Степан Шевырев заметил у подающего «прекрасные надежды» поэта талант, но талант, «еще не развившийся», подражающий и Пушкину, и Жуковскому, и Баратынскому, и Бенедиктову, равно как и другим, а вот самобытности почти не усмотрел, разве что в нескольких стихах (заметим в скобках, давно уже бесспорных шедеврах русской и мировой поэзии: «Молитвы» – «Я, матерь Божия…», «В минуту жизни трудную…; «Казачья колыбельная песня»; «Когда волнуется желтеющая нива…»).

«…трудно нам доискаться того, что собственно принадлежит новому поэту», – подытожил Шевырев.

Тугое же у тебя, батенька, ухо!.. – так и хочется возразить ему.

Другой критик, Егор Розен, посчитал Лермонтова счастливым подражателем Пушкина, еще не успевшим проложить собственной дороги для своего таланта.

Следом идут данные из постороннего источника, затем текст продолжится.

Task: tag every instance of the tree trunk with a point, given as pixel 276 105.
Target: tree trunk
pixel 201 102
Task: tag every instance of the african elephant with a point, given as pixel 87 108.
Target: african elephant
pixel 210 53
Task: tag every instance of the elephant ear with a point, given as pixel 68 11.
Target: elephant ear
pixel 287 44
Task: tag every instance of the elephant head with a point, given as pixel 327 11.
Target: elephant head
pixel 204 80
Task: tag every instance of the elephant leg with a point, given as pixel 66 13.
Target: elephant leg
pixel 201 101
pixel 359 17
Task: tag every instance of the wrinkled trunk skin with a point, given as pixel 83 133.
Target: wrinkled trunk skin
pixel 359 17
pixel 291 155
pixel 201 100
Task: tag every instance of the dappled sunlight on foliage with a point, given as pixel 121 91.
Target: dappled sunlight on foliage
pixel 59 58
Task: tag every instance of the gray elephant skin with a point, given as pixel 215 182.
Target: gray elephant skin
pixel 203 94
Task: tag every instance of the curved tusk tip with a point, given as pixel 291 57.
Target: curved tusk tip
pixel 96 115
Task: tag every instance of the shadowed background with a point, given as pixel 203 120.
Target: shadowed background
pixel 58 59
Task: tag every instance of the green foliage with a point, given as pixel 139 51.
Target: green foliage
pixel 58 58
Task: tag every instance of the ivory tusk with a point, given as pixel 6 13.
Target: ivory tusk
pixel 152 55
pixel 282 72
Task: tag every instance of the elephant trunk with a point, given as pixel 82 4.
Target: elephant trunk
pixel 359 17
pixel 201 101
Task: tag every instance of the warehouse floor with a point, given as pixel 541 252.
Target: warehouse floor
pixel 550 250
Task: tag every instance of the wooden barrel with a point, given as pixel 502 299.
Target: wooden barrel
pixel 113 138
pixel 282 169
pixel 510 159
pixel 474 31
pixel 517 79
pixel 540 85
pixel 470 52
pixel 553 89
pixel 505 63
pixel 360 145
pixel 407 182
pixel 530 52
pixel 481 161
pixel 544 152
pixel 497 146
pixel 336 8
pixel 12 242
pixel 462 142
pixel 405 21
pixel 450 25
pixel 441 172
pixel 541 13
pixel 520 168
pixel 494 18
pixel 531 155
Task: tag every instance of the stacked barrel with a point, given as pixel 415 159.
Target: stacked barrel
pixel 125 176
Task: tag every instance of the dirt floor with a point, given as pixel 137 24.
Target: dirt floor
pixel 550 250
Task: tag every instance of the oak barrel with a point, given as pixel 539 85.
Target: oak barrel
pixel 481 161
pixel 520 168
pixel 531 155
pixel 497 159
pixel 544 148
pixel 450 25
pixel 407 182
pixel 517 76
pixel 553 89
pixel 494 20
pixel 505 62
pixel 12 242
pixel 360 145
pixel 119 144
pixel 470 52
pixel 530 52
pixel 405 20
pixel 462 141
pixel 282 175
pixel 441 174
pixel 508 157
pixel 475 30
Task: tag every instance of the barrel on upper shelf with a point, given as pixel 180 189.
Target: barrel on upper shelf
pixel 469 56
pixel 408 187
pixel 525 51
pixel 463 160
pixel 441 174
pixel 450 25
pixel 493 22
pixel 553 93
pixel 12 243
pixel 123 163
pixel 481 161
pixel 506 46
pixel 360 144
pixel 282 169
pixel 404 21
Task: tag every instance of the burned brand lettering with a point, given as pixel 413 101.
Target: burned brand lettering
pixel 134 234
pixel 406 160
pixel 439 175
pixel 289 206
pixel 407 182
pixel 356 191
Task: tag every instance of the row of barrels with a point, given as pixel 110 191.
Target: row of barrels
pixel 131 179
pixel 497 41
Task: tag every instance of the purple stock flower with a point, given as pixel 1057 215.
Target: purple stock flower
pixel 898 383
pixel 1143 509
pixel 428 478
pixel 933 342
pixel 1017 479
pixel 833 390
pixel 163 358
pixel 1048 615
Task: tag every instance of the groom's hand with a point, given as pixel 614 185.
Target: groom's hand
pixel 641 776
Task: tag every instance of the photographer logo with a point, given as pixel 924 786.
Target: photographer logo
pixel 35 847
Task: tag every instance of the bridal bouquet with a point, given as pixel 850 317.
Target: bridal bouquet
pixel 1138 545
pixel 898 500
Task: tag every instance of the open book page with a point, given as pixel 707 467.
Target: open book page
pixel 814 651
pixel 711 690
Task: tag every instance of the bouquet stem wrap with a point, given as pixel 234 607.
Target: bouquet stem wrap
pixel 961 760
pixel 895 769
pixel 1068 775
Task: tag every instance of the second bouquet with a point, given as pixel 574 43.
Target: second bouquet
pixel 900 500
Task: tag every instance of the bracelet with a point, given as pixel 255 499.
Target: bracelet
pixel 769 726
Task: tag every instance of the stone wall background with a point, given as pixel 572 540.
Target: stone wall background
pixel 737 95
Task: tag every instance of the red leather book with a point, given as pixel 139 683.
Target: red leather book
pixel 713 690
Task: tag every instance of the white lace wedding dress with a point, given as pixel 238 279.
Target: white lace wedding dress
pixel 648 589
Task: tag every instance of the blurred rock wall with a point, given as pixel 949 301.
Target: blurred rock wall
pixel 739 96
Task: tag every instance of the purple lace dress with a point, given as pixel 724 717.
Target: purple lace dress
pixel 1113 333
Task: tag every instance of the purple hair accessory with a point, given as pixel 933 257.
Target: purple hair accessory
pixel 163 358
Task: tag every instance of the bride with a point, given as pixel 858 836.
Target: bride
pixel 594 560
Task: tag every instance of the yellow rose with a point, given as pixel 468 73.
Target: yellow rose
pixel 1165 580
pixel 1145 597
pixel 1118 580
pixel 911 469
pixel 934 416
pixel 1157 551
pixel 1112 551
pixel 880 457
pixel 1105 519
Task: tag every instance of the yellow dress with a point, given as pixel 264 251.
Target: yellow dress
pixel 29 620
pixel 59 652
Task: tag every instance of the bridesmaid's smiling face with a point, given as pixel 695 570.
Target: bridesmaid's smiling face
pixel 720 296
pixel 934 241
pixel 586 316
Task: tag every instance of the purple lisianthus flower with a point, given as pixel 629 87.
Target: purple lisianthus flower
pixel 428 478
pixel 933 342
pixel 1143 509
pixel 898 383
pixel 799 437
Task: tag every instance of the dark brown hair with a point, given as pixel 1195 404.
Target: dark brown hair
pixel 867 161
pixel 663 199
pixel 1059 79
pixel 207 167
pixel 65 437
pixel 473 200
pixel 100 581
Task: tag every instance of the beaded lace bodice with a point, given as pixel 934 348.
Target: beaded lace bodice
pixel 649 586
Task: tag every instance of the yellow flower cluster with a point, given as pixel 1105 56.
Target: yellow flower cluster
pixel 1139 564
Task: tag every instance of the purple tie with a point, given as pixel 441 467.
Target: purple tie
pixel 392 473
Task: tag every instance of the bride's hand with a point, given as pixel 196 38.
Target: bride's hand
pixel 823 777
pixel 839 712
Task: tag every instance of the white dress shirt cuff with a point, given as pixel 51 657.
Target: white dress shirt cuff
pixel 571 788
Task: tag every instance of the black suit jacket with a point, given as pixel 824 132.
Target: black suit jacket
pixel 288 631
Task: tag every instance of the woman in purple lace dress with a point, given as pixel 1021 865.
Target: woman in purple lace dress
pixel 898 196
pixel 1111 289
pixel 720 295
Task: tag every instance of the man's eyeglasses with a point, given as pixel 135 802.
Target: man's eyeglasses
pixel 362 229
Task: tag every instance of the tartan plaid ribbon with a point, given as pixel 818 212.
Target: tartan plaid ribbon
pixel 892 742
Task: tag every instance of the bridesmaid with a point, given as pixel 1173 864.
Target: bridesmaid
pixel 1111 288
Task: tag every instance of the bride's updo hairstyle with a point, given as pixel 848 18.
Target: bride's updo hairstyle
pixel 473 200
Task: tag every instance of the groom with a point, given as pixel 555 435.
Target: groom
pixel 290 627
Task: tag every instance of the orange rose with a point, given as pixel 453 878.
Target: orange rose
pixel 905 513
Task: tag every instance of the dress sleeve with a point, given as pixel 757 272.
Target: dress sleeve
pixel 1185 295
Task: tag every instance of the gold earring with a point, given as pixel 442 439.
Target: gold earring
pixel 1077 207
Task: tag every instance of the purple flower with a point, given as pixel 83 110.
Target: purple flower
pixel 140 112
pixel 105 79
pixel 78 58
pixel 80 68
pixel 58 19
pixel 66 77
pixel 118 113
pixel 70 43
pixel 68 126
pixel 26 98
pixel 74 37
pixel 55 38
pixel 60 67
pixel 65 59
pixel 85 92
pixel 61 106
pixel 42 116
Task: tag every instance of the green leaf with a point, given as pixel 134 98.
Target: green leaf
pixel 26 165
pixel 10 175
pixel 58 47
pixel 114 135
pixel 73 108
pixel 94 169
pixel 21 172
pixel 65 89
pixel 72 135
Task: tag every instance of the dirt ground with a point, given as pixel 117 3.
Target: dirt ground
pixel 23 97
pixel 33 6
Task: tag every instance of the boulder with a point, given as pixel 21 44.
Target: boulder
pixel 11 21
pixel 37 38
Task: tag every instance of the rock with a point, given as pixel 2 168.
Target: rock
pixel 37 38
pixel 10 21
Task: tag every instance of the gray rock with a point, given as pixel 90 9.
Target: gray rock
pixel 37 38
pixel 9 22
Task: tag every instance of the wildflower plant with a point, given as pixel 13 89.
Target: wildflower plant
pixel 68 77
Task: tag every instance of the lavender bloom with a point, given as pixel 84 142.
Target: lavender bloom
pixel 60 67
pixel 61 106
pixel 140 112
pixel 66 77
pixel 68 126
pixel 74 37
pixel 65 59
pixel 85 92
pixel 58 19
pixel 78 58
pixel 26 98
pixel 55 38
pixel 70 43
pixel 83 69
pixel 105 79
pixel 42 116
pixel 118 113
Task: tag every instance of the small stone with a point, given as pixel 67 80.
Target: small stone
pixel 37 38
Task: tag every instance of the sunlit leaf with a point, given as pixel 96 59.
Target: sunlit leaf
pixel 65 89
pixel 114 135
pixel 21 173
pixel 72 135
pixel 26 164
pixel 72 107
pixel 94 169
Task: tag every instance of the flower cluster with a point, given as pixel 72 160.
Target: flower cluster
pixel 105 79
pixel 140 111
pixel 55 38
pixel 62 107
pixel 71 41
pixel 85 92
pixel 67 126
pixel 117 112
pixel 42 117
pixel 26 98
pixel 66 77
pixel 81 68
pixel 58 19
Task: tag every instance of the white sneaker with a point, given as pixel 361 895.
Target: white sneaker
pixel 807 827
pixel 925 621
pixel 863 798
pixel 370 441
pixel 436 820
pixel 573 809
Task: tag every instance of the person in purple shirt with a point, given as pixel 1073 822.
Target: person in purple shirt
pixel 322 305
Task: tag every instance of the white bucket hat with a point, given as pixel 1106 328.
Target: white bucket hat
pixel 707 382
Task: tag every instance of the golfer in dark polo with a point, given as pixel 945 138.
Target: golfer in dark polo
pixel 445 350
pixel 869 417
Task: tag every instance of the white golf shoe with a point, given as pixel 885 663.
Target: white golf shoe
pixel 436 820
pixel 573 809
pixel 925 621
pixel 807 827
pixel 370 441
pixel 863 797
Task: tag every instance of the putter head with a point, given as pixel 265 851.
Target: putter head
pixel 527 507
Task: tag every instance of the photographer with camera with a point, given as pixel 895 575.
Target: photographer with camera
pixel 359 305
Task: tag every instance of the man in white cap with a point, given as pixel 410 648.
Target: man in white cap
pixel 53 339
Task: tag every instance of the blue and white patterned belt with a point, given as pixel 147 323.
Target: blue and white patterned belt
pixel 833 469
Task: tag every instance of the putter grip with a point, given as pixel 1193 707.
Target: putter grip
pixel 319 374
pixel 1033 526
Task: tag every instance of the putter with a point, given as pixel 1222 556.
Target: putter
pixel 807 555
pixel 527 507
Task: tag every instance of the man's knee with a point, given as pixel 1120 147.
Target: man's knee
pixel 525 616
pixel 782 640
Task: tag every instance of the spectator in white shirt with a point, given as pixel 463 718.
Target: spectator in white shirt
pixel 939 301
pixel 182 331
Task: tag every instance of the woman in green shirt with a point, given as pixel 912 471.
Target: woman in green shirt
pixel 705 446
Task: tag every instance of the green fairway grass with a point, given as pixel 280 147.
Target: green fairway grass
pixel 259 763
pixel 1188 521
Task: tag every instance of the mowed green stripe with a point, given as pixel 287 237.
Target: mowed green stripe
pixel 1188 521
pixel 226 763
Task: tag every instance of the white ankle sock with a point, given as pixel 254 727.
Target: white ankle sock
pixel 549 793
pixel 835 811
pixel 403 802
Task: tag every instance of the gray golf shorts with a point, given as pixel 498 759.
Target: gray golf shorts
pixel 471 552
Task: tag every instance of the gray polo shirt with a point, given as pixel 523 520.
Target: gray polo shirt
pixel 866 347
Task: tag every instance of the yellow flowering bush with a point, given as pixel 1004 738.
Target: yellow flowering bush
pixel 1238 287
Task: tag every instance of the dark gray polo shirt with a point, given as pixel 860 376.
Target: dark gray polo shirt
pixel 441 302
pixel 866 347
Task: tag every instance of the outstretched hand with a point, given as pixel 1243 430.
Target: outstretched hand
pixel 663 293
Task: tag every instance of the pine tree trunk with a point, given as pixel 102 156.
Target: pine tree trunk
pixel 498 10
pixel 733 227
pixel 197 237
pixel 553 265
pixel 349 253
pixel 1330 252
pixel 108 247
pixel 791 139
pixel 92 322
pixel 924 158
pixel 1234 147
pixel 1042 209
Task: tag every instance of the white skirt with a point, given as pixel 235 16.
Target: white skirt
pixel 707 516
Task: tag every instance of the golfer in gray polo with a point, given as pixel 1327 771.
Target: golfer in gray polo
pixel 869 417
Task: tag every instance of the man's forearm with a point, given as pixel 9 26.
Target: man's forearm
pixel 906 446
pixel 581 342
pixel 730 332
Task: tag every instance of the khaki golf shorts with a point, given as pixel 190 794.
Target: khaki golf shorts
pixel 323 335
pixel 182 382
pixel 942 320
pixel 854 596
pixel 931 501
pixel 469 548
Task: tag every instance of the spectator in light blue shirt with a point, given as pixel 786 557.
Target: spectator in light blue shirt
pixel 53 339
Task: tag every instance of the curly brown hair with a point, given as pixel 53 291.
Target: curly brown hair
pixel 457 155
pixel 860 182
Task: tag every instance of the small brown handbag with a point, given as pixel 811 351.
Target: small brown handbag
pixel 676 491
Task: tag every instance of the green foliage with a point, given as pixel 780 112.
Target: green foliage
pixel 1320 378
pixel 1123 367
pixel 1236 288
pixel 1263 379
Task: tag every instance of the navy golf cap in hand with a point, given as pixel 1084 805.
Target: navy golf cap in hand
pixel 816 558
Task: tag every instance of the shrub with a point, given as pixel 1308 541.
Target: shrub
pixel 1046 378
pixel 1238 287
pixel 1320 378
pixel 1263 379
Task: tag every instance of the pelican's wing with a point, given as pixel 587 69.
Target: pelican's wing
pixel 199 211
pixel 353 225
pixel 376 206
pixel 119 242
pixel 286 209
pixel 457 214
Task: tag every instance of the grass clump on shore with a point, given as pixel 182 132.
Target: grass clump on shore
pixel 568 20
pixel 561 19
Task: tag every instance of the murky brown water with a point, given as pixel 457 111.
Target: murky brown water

Розену и другим подобным ответил Белинский в 1842 году в статье «Стихотворения М.Лермонтова»:

«Это мнение столь мелочно и ошибочно, что не стоит и возражения. Нет двух поэтов столь существенно различных, как Пушкин и Лермонтов. Пушкин – поэт внутреннего чувства души; Лермонтов – поэт беспощадной мысли истины. Пафос Пушкина заключается в сфере самого искусства; пафос поэзии Лермонтова заключается в нравственных вопросах о судьбе и правах человеческой личности. Пушкин лелеял всякое чувство, и ему любо было в теплой стороне предания; встречи с демоном нарушали гармонию духа его, и он содрогался этих встреч; поэзия Лермонтова растет на почве беспощадного разума и гордо отрицает предание… Демон не пугал Лермонтова: он был его певцом. После Пушкина ни у кого из русских поэтов не было такого стиха, как у Лермонтова, и, конечно, Лермонтов обязан им Пушкину; но тем не менее у Лермонтова свой стих. В «Сказке для детей» этот стих возвышается до удивительной художественности, но в большей части стихотворений Лермонтова он отличается какою-то стальною прозаичностью и простотою выражения. Очевидно, что для Лермонтова стих был только средством для выражения его идей, глубоких и вместе простых своею беспощадною истиною, и он не слишком дорожил им. Как у Пушкина грация и задушевность, так у Лермонтова жгучая и острая сила составляет преобладающее свойство стиха; это треск грома, блеск молнии, взмах меча, визг пули».